Despite the Scottish Government recognising families with a baby under one as a priority group in their efforts to meet the 2030 child poverty targets, and making some progress to increase incomes and reduce essential costs for this group, the report highlights that progress is slow and more needs to be done to improve outcomes for babies and their families in Scotland to make sure it’s the best country in the world to be born into.
Claire Telfer, head of Scotland at Save the Children, said: “We believe all children should have a fair start in life. Childhoods don’t wait. That’s why getting it right for children in the first year is so important.
“Families with babies face the same struggles as other families - low income, insufficient income from social security and the high cost of essentials. These challenges interact with the specific circumstances of families with a baby - a time of reduced work in families, and increased costs associated with a new baby.
“The systems that are supposed to help families are not doing enough to protect them. Maternity pay and leave along with social security support isn’t enough to provide a decent standard of living and the costs of essentials are at an all-time high.
“This means too many families with babies, often single parent and young parent families, don’t have enough money to live on.

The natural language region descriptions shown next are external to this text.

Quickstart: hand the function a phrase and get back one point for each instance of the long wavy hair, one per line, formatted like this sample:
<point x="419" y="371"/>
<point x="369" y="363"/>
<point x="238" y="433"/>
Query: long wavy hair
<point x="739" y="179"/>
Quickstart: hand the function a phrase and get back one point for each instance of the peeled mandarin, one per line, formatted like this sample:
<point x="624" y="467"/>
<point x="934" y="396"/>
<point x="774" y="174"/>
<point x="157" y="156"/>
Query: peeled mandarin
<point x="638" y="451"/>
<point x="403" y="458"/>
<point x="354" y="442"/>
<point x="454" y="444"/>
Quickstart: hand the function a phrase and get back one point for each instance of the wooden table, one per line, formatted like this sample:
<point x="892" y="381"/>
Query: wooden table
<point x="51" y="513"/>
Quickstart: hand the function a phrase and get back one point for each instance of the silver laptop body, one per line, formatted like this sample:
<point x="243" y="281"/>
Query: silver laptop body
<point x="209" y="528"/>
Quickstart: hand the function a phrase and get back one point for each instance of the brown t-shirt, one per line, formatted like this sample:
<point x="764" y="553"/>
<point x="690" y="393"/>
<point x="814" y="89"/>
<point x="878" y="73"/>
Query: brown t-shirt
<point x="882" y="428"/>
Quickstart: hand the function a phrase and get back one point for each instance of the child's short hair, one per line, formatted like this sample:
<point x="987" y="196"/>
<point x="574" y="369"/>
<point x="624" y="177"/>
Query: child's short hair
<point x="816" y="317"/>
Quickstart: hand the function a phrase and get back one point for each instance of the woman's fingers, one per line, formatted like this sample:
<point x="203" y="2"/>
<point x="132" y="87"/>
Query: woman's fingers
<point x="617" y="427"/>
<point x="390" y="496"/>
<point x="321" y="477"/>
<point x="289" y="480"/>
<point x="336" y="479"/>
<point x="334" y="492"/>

“And while efforts are being made to target support at this group – including announcements from the recent Programme for Government that the Scottish Government will proceed with plans to remove income thresholds from Best Start Foods, and will trial introducing funded childcare from 9 months – it's not yet enough to lift families out of poverty.
“There is a narrow window to make sure all babies develop the right building blocks for a happy, healthy life; it’s time to do better for babies.”